Mist and microlightning
solflare wallet
To recreate a scenario that may have produced Earth’s first organic molecules, researchers built upon experiments from 1953 when American chemists Stanley Miller and Harold Urey concocted a gas mixture mimicking the atmosphere of ancient Earth. Miller and Urey combined ammonia (NH3), methane (CH4), hydrogen (H2) and water, enclosed their “atmosphere” inside a glass sphere and jolted it with electricity, producing simple amino acids containing carbon and nitrogen. The Miller-Urey experiment, as it is now known, supported the scientific theory of abiogenesis: that life could emerge from nonliving molecules.
For the new study, scientists revisited the 1953 experiments but directed their attention toward electrical activity on a smaller scale, said senior study author Dr. Richard Zare, the Marguerite Blake Wilbur Professor of Natural Science and professor of chemistry at Stanford University in California. Zare and his colleagues looked at electricity exchange between charged water droplets measuring between 1 micron and 20 microns in diameter. (The width of a human hair is 100 microns.)
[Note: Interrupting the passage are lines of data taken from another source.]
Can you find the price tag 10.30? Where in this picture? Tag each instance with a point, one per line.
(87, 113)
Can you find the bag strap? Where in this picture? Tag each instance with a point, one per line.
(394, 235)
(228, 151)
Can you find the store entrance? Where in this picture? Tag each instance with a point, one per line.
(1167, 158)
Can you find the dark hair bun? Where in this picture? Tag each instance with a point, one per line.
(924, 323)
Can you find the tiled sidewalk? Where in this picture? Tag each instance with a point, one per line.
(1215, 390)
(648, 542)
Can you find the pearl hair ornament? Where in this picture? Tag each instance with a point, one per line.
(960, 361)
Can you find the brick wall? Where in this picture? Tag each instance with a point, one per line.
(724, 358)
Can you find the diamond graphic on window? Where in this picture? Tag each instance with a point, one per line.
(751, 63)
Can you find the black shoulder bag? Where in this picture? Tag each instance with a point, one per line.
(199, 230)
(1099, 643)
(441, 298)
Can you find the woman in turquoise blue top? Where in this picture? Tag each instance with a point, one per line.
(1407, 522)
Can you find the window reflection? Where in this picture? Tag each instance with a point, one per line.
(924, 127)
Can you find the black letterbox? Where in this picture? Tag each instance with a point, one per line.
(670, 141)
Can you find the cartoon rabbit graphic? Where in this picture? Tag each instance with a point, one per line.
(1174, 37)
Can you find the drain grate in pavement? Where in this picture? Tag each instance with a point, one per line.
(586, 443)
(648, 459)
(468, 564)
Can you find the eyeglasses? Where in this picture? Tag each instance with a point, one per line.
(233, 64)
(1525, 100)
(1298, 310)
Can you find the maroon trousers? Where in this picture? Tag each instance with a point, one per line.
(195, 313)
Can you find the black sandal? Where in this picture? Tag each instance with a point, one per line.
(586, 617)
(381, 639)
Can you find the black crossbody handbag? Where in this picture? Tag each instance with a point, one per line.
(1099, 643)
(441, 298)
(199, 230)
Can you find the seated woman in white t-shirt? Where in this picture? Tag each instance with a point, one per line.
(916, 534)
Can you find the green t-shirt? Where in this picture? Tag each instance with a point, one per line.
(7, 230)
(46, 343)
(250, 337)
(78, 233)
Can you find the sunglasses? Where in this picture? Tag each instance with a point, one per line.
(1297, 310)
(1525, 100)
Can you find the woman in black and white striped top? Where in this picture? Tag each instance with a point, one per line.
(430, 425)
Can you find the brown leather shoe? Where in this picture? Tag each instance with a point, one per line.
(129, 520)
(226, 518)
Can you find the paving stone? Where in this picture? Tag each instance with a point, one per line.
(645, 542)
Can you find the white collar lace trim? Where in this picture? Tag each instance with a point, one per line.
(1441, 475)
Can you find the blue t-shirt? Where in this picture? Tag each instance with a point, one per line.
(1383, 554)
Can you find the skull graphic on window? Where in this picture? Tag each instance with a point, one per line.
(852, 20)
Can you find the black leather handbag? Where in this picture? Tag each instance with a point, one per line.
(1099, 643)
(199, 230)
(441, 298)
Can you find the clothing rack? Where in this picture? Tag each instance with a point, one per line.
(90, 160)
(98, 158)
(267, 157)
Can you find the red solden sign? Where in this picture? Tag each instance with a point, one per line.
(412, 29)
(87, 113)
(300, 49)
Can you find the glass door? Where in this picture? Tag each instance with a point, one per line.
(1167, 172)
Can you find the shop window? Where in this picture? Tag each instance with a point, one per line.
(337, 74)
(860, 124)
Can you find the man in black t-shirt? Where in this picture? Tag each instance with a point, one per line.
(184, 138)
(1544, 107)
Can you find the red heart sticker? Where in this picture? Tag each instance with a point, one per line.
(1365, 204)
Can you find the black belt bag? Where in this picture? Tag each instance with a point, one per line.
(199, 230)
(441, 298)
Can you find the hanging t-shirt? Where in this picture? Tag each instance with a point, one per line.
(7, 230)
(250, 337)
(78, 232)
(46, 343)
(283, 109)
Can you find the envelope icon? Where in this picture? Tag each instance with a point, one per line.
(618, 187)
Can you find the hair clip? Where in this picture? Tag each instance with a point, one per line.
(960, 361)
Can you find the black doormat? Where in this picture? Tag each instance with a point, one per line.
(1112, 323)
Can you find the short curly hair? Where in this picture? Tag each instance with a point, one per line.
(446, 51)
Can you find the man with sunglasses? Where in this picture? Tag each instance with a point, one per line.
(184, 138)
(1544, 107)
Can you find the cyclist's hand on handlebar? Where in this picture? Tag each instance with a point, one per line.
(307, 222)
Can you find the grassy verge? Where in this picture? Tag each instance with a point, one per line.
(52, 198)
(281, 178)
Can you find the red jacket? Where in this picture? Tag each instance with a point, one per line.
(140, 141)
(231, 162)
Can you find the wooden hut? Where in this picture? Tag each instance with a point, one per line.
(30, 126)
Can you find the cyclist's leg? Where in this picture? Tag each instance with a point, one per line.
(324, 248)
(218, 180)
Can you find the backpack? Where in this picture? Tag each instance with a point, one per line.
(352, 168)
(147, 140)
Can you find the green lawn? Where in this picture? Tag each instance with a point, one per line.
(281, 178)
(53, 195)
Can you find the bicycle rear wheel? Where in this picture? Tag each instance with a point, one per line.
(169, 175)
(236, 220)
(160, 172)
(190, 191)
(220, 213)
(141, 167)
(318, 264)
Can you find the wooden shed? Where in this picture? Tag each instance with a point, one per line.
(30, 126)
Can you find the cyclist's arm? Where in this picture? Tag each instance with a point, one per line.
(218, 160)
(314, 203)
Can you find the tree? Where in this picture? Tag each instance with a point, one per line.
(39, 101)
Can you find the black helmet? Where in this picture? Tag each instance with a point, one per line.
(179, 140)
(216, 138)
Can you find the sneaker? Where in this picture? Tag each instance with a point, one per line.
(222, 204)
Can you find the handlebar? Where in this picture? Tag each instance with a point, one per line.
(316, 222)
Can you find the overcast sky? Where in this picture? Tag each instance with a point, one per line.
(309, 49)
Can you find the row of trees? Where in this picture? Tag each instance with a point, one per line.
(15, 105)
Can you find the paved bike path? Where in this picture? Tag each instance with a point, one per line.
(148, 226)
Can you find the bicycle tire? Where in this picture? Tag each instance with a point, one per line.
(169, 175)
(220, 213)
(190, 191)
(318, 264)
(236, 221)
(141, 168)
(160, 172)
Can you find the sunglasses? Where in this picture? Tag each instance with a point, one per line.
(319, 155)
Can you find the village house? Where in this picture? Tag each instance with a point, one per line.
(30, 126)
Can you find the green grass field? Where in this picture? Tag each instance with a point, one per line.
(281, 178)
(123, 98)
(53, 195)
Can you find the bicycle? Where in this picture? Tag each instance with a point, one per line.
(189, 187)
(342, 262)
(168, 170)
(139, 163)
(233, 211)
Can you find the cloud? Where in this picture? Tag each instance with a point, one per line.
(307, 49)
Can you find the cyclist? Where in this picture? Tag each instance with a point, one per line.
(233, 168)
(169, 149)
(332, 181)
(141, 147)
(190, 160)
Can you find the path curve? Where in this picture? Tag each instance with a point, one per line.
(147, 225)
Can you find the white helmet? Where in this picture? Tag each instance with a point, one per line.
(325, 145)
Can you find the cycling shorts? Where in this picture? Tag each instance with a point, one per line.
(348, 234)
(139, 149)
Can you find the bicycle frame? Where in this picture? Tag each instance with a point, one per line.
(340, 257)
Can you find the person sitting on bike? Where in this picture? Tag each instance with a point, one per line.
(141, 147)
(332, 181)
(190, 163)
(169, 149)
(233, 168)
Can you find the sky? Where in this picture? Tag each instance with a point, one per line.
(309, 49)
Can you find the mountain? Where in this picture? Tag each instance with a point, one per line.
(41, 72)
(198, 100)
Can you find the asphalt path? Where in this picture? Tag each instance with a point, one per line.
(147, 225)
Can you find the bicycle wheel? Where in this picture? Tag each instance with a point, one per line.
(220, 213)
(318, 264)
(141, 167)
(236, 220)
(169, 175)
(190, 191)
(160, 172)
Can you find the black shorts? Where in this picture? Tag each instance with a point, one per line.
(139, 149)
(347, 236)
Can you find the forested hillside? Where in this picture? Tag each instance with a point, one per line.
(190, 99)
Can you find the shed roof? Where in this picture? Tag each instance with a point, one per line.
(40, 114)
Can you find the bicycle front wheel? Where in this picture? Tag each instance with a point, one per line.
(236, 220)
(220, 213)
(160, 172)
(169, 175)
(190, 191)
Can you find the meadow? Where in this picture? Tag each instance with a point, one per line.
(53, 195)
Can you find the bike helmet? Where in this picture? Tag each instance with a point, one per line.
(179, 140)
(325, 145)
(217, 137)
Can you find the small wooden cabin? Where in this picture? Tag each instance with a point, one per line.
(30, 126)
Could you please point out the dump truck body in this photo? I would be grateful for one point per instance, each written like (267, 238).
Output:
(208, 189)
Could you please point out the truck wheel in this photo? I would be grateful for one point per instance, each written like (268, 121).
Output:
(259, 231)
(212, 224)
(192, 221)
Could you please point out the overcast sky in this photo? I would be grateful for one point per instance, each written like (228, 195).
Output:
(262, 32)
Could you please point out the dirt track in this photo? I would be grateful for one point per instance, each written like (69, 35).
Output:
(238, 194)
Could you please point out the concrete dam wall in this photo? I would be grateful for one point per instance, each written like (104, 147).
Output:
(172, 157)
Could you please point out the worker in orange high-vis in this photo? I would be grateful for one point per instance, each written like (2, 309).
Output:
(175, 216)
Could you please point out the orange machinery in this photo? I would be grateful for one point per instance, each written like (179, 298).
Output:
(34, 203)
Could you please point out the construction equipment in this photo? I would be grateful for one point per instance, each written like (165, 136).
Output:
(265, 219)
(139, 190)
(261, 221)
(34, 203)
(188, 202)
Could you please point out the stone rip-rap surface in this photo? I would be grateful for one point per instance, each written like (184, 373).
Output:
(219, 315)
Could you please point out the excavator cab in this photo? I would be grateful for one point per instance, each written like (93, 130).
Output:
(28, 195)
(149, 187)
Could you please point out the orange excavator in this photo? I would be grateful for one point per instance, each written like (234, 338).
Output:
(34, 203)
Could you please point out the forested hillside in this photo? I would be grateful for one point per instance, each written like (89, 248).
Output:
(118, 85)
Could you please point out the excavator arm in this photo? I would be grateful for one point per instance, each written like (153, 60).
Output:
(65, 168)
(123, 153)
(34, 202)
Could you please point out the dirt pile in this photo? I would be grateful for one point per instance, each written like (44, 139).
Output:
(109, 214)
“The big droplets are positively charged. The little droplets are negatively charged,” Zare told CNN. “When droplets that have opposite charges are close together, electrons can jump from the negatively charged droplet to the positively charged droplet.”
The researchers mixed ammonia, carbon dioxide, methane and nitrogen in a glass bulb, then sprayed the gases with water mist, using a high-speed camera to capture faint flashes of microlightning in the vapor. When they examined the bulb’s contents, they found organic molecules with carbon-nitrogen bonds. These included the amino acid glycine and uracil, a nucleotide base in RNA.
“We discovered no new chemistry; we have actually reproduced all the chemistry that Miller and Urey did in 1953,” Zare said. Nor did the team discover new physics, he added — the experiments were based on known principles of electrostatics.
“What we have done, for the first time, is we have seen that little droplets, when they’re formed from water, actually emit light and get this spark,” Zare said. “That’s new. And that spark causes all types of chemical transformations.”